Place kicking has become increasingly important in high school football. Long gone are the days when coaches would line their players up to see if they could kick the ball 20 yards accurately for the extra point. Prayer was the best option for a field goal. Now, the field goal has become a weapon.
In Connor Mendini, Holmdel High School has one of the most promising kickers in the state and maybe the country. He recently returned from Austin, Texas where he took part in the Kicking World National Showcase. The sophomore Hornet earned the invitation via his performance at a Kicking World Camp in Toms River last summer. More than 1,200 high school kickers and punters participated in camps across the country, and only 90 invitations to the national showcase were handed out.
Mendini attended the camps at Wayne and Toms River just to “test myself against other people,” he said. The Hornet said he had no idea that an invitation to the showcase was in the offing.

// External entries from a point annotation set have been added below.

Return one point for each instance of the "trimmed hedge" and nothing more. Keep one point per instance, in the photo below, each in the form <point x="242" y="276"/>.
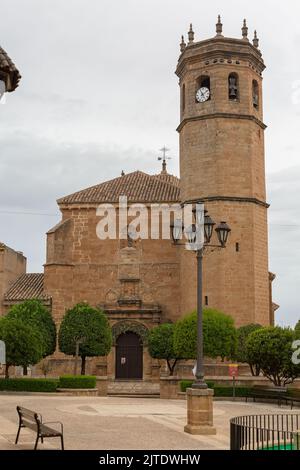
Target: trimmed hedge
<point x="77" y="381"/>
<point x="184" y="384"/>
<point x="219" y="390"/>
<point x="28" y="385"/>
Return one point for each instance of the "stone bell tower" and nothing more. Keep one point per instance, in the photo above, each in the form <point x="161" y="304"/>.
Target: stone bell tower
<point x="222" y="163"/>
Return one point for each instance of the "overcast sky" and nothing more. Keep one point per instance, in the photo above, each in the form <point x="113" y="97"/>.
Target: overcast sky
<point x="98" y="95"/>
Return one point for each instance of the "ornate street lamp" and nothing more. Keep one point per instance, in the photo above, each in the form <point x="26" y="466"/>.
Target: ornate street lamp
<point x="199" y="236"/>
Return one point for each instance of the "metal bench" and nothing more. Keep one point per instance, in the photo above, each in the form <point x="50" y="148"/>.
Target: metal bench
<point x="32" y="420"/>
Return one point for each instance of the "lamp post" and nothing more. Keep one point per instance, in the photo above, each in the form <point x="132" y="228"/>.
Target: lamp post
<point x="199" y="235"/>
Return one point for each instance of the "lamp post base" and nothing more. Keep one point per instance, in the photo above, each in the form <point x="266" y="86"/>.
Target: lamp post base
<point x="200" y="412"/>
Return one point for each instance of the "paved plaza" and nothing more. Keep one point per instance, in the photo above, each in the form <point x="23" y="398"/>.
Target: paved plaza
<point x="108" y="423"/>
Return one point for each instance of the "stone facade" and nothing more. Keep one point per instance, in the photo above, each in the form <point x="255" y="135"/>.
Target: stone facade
<point x="140" y="284"/>
<point x="12" y="266"/>
<point x="222" y="163"/>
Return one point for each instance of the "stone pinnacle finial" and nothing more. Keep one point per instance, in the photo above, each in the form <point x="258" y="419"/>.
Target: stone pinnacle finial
<point x="219" y="26"/>
<point x="245" y="31"/>
<point x="255" y="40"/>
<point x="191" y="34"/>
<point x="182" y="44"/>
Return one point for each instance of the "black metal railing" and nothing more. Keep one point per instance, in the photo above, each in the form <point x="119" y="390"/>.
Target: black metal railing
<point x="265" y="432"/>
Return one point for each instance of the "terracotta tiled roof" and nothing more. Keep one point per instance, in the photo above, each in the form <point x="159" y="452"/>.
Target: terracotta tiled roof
<point x="8" y="67"/>
<point x="168" y="178"/>
<point x="27" y="286"/>
<point x="137" y="186"/>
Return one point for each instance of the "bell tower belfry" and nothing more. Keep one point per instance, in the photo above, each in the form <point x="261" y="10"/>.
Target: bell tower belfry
<point x="222" y="163"/>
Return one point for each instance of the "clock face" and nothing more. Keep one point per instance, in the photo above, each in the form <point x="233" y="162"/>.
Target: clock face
<point x="202" y="95"/>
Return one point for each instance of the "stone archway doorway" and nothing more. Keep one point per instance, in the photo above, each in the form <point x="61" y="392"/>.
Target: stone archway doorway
<point x="129" y="357"/>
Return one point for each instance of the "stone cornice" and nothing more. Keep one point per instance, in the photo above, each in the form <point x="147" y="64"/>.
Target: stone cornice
<point x="251" y="200"/>
<point x="204" y="117"/>
<point x="220" y="48"/>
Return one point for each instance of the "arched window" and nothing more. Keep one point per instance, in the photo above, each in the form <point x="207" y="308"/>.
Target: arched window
<point x="203" y="82"/>
<point x="255" y="94"/>
<point x="233" y="87"/>
<point x="183" y="97"/>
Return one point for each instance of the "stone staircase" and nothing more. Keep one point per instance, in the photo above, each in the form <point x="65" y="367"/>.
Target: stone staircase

Place kickers were judged on their consistency, power, distance and accuracy, showcase owner Brent Grablachoff explained. Making 50- and 55-yard field goals impressed Grablachoff enough to invite Mendini to the national showcase. What Grablachoff remembers about Mendini is “the way he hit the ball. It jumped off his foot.” He said Mendini is in the top 10 of kickers in the country in his age group.
Grablachoff knows the importance of kicking. He was a place kicker for Toms River North High School and then Montclair State University. His nationwide camps provide teaching instruction, drills and competition for the kickers.
Because of kicking’s importance, scholarships are now available to players of that position, and Grablachoff wants his camps to open doors to those scholarships.
Participating at the camps and showcase, Mendini noted, gave him added confidence and the opportunity to meet kickers from around the country.
Holmdel football Coach Jeff Raines didn’t need Mendini’s showcase participation to know how good and valuable he is.
“We are very excited about his development,” said Raines. “He is definitely a kid that could project onto the college level. From a team point of view, we think he can be real weapon from a field position perspective as well as his ability to shorten the field with long field goals.”
Last season, Mendini was a perfect 22-22 in PATs and booted a 35-yard field goal.
Just as kickers have become more important to the game, they are no longer looked at as separate from other players. They put in as much time at their craft as anyone on the team.
“I’m just part of the team,” Mendini pointed out. “I lift in the weight room with the team every day.”
As for the pressure that goes with the job (game-winning or tying PATs or field goals), Mendini doesn’t think about it.
“I remind myself that I’ve done this before,” he explained.
How Mendini became Holmdel’s place kicker is right out of a movie. He played travel soccer prior to high school. He was friends with football players, and that led him to give place kicking a try. In eighth grade, he started kicking. One day before his freshman year, he was down on the Hornets’ gridiron kicking field goals. His friends recorded the kicks and put the video online where Raines could see.
“Coach Raines saw me kick 50-yarders on the field,” Mendini said.
He made the varsity squad as a freshman, giving the team an additional weapon.